FEDA, açıklamasında şunları da kaydetti:

Başbakanlara bunu söyleten Türk devletinin bitmeyen suç pratiğidir. Soykırımcı İttihat ve Terakki zihniyetinin Birinci Dünya Savaşı koşullarında Müslüman olmayan halklara dönük yürüttüğü soykırım, ulus devletin inşası süreci ile birlikte Müslüman ve Türk olmayan Kürt Alevilerine ve Türk olmayan Kürtlere dönük sürdürülür. Tekçi, inkârcı, katliamcı ve soykırımcı bu zihniyetin Alevilere karşı ‘Tamamlanmamış Görev’ olarak addettiği katliamın adıdır Sivas.
1920-1921 yıllarında Koçgiri soykırımı ile Kürtleri Ankara’dan uzaklaştırmanın stratejisi ile hareket eden devlet, 1978'de Maraş, 1980'de Çorum ve 1993’te Sivas’ta Kürt- Alevi karşıtı stratejisi gereğince ‘suç pratiği’ içinde olur. 1925 Şark Islahat Planı ile genelde Kürtleri, özelde Kürt Alevileri, ‘Yeşil Kuşak’ dışına hapsetmek, direnenleri ortadan kaldırmak, geride kalanları ise asimile ederek başkalaşıma uğratmak devletin temel stratejisi olmuştur.

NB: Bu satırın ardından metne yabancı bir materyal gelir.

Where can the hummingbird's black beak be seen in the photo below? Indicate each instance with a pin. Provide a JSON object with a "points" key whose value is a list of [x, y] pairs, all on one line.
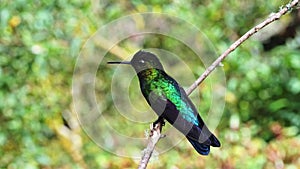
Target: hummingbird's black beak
{"points": [[125, 62]]}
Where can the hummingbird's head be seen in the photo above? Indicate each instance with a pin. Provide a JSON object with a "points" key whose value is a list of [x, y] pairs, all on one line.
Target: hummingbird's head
{"points": [[143, 60]]}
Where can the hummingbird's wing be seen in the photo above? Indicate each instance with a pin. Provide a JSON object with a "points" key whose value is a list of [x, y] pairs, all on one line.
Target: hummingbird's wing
{"points": [[178, 110]]}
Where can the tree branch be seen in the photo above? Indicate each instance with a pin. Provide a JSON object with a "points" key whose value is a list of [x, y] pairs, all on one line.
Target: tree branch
{"points": [[156, 131], [270, 19]]}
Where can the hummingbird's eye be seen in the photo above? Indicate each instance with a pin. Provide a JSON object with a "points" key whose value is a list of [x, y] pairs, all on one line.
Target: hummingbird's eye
{"points": [[142, 61]]}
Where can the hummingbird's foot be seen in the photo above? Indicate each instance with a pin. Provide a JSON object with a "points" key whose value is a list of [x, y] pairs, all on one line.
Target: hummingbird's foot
{"points": [[159, 120]]}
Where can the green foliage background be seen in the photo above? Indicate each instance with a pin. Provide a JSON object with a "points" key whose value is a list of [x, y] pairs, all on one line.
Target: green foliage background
{"points": [[39, 44]]}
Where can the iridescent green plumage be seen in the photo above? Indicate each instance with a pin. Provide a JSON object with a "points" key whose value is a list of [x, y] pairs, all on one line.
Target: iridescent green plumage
{"points": [[170, 102]]}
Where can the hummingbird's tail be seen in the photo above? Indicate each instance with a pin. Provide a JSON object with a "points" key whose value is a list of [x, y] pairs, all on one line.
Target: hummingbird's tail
{"points": [[200, 147], [203, 148]]}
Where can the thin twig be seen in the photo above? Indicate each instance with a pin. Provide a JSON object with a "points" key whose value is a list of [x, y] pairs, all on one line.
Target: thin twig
{"points": [[237, 43]]}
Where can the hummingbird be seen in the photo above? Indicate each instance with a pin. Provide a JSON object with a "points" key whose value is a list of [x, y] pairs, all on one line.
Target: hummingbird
{"points": [[170, 102]]}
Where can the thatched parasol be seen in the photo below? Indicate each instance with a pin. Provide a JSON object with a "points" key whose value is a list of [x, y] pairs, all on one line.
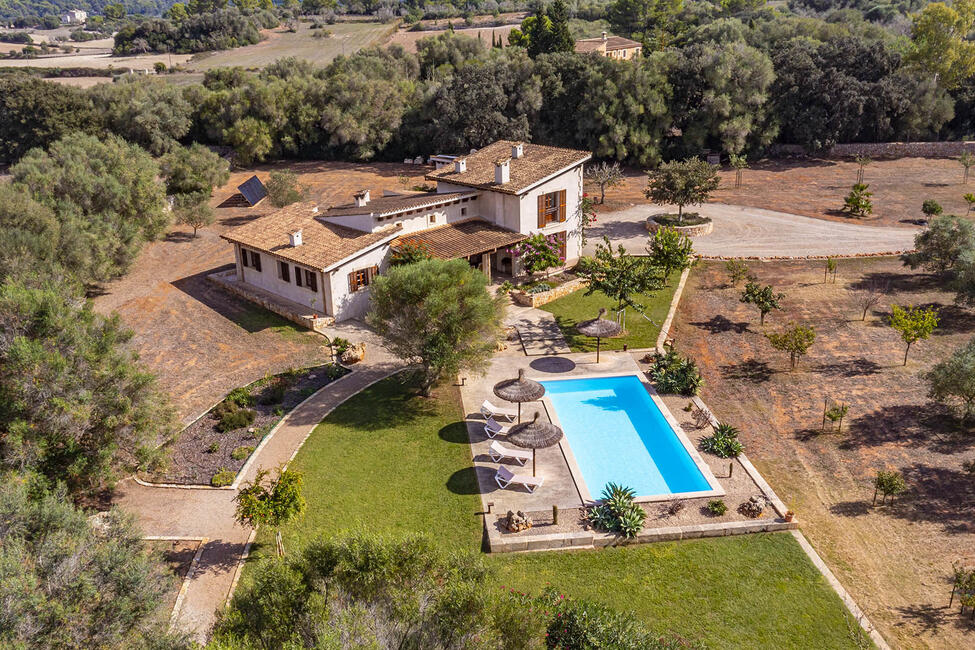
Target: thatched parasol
{"points": [[534, 435], [599, 328], [519, 390]]}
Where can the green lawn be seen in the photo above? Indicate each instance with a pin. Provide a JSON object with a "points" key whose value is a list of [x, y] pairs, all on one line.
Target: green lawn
{"points": [[389, 463], [640, 332]]}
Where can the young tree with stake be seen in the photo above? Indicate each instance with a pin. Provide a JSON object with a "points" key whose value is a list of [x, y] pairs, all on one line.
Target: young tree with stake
{"points": [[764, 298], [913, 323]]}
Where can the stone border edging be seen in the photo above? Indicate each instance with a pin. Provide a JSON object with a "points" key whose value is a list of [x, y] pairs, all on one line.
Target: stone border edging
{"points": [[594, 540], [858, 614], [250, 459], [184, 586], [239, 569]]}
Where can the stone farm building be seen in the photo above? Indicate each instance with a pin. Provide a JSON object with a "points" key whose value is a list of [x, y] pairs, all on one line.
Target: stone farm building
{"points": [[314, 263], [614, 47]]}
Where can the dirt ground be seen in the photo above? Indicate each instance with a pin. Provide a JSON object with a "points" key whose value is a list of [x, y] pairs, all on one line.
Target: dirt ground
{"points": [[200, 341], [816, 188], [896, 559], [177, 556]]}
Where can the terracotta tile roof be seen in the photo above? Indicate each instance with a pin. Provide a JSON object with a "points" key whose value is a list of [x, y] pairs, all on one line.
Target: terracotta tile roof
{"points": [[612, 43], [323, 243], [536, 164], [385, 205], [462, 239]]}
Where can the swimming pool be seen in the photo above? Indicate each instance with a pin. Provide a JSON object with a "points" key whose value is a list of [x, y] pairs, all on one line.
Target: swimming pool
{"points": [[617, 433]]}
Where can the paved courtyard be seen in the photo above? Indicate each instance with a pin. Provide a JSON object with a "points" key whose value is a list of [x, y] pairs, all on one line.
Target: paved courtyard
{"points": [[752, 232]]}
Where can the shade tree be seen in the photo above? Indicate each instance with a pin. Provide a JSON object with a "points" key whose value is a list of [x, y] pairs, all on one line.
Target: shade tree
{"points": [[913, 323], [437, 315], [682, 182], [952, 381]]}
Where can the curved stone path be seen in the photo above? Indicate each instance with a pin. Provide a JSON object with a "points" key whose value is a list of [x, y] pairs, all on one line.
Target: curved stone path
{"points": [[209, 513], [741, 231]]}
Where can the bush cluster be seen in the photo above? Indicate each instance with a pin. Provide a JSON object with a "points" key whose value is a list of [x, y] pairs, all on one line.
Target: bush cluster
{"points": [[617, 513], [673, 374]]}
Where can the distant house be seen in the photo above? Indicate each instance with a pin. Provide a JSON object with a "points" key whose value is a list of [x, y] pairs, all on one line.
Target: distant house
{"points": [[614, 47], [74, 17], [323, 259]]}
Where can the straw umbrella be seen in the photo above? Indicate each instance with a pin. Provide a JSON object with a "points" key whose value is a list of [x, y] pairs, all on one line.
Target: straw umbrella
{"points": [[519, 390], [534, 435], [599, 328]]}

 Kürt ve Alevi sorununu, meşru demokratik yollarla çözmek yerine, her seferinde katliam ve soykırımı dayatan Türk devleti, TSK bünyesinde oluşturduğu Özel Harp Dairesi üzerinden halklara, inançlara dönük fiziki, siyasi, kültürel ve sosyal soykırımı uygulamayı görev bilir. 1990’lı yıllarda Kürt Siyasal Hareketi halklara, inançlara ve ezilenlere dokunmaya başlar, toplum dinamiklerinin kendi hakikati ile buluşmalarını sağlar.

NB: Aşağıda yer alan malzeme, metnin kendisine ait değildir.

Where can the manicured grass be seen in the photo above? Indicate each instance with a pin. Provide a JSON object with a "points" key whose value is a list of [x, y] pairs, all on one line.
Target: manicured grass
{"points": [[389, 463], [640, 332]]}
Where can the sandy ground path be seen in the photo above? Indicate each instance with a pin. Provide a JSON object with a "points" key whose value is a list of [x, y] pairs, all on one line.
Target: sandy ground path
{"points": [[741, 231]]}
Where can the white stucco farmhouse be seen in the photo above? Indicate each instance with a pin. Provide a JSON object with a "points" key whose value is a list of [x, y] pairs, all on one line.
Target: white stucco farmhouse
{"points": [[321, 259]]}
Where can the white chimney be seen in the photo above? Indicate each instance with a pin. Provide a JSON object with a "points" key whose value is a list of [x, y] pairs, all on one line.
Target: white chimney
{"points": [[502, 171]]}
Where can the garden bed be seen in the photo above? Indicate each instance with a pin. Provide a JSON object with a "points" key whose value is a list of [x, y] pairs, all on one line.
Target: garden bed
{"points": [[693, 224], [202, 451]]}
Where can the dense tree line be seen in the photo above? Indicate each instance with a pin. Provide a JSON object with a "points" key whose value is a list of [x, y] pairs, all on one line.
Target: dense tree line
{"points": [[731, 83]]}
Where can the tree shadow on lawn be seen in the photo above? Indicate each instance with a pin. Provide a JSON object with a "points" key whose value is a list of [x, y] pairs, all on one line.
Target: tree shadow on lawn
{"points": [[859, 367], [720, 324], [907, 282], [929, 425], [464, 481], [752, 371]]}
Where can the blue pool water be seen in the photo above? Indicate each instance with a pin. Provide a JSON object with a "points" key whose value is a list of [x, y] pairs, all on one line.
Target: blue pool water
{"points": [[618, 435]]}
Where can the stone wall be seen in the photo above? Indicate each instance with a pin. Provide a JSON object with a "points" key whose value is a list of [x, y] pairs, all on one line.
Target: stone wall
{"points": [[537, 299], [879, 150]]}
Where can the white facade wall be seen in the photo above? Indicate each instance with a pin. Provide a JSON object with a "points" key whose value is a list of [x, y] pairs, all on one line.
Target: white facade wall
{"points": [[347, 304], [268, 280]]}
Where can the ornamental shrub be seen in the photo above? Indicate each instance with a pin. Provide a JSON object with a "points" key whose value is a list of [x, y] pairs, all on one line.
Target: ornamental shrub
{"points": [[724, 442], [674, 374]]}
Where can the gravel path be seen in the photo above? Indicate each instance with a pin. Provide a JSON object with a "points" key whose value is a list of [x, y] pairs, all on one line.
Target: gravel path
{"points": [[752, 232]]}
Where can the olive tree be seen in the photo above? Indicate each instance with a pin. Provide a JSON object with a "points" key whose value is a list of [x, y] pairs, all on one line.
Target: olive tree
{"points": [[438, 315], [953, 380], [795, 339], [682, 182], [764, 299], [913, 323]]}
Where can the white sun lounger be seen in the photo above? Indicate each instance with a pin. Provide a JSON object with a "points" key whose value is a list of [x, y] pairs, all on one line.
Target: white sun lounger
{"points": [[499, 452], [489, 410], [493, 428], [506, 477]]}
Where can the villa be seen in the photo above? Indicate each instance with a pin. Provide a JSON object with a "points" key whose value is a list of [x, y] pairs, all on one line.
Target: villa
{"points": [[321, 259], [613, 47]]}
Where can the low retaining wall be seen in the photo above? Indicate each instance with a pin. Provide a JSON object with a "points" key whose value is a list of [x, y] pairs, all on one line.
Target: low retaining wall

'AKP-MHP İKTİDARI DEVAM EDİYOR'

Toplumun sivil, demokratik örgütlenmesi perspektifi ile başta Kürt Alevileri olmak üzere, bir bütün Alevilerin öz güçleri üzerinden örgütlenmelerini ve kendi hakikatleri ile yüzleşmelerini, devlet kendisi için tehlikeli gelişme olarak gördü. Ulus devletin inkârcı ve katliamcı politikaları ile ön alamadığı siyasal, toplumsal ve kültürel aydınlanma hareketi, Ankara’nın yanı başında, ulus devletin temellerinin atıldığı Sivas Kongresi’nin gerçekleştiği Sivas’ta yaşanıyor olması, ulus devlet tarafından kabul edilmez görüldü. Türk ulus devletinin yok saydığı Kürtler, Aleviler, sosyalistler ve aydınlar yan yana gelmiş, topluma yeni bir umut ışığı yakmışlardı. Devletin bekası için kabul edilmez olan bu gelişme, Özel Harp Dairesince önlenmeli, kriminalize edilmeliydi. O nedenle devletin yasama, yürütme ve yargısı el birliği içinde olmuş, askeri ve sivil bürokrasisi katliamı kolaylaştıran olmuşlardır.
Tekçi zihniyetten beslenen AKP-MHP faşist iktidarı da bir kez daha Alevilere, Kürtlere ve demokrasi güçlerine katliam ve soykırımı dayatıyor. Toplumsal muhalefetin faşizme karşı direnişinin de etkisiyle birbirlerine düşen iktidar klikleri, mafya liderleri katliamların bizzat derin devlet tarafından yapıldığını itiraf etmeye, Alevilere karşı devletin yeni saldırı içinde olduğunu söylemeye başladılar.
Bizleri farklılıklarımızla ayrıştıran, karşıtlaştırıp düşmanlaştıranların oyununa gelmemek, mazlum ve mağdur Anadolu ve Mezopotamya halkları ve inançları olarak ‘Bir Olmanın, Birlikte Olmanın Zamanıdır’ diyoruz.
‘Yol Bir Sürek Binbir’ düsturundan hareketle farklılıklarımızı zenginlik kabul ederek, demokratik, özgür ve ortak yaşamı birlikte inşa etmeliyiz."